BZÖ fürchtet sich vor "Land der Dominas"

Um 2.36 Uhr Früh schaffte es der Nationalrat, über die geplante Änderung der österreichischen Bundeshymne zu diskutieren. Während SPÖ, ÖVP und Grüne ihre Zustimmung zur Textänderung auf "Heimat großer Töchter, Söhne" signalisierten, wollte die FPÖ davon nichts wissen. BZÖ-Mandatar Stefan Petzner fürchtet gar, dass nun auch das "Land der Dome" zum "Land der Dominas" verwandelt werden könnte.

Der "Töchter"-Antrag bildete den Abschluss einer Sitzung, die 70 Tagesordnungspunkte und eine "Dringliche Anfrage" stark war, sich über knapp 18 Stunden zog und von Ex-Grünen-Chef Alexander Van der Bellen gegen 2 Uhr früh als "masochistischer Wahnsinn" geschildert wurde. Die Hymnen-Änderung selbst wurde dem Verfassungsausschuss zugewiesen und könnte noch heuer beschlossen werden.
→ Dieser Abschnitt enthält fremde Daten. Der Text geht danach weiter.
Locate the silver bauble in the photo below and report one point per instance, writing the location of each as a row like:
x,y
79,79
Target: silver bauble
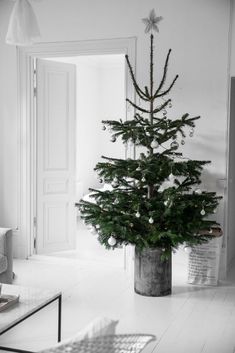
x,y
154,144
112,241
174,144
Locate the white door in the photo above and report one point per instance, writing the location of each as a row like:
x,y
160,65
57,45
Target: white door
x,y
56,109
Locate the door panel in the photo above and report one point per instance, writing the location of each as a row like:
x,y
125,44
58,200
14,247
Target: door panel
x,y
56,111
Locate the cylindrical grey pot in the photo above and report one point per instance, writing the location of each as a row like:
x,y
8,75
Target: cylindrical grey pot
x,y
152,274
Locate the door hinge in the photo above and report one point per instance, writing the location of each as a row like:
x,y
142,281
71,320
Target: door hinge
x,y
34,243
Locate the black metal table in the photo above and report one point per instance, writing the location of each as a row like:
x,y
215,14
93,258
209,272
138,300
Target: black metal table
x,y
33,310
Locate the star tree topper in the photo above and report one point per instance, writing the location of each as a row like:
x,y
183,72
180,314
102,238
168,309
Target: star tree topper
x,y
152,21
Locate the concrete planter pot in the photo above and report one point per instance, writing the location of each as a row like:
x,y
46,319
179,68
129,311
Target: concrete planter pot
x,y
152,274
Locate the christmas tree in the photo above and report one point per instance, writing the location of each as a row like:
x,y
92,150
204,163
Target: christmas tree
x,y
154,199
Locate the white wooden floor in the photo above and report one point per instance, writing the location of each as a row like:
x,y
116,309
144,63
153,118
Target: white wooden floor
x,y
193,319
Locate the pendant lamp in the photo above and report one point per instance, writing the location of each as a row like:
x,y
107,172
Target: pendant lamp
x,y
23,27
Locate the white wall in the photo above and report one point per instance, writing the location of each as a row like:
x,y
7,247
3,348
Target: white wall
x,y
231,147
8,125
197,31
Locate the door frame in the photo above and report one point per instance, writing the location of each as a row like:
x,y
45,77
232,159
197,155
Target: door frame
x,y
26,56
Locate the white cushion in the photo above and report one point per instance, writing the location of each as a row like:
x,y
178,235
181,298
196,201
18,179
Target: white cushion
x,y
98,327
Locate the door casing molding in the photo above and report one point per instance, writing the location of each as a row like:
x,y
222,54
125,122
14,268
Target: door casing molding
x,y
26,120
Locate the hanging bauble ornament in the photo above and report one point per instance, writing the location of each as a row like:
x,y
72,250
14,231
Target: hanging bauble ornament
x,y
154,144
151,220
93,230
198,191
174,144
171,178
203,212
191,132
188,249
112,241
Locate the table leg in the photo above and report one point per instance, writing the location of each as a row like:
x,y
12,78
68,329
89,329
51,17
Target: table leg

Während SPÖ und Grüne ihre Zustimmung zu dem von ÖVP-Frauenchefin Dorothea Schittenhelm verlesenen Antrag signalisierten, sprach die FPÖ von einer "Kulturlosigkeit", "Symbolromantik" und dass sie von einer "Verfälschung eines historischen Dokuments" nichts wissen wolle. Wenig Gefallen dürfte auch das BZÖ an dem Änderungsplan haben - Petzner gefiel die Textänderung ebenfalls nicht, befürchtet er doch, dass nun auch das "Land der Dome" zum "Land der Dominas" verwandelt werden könnte.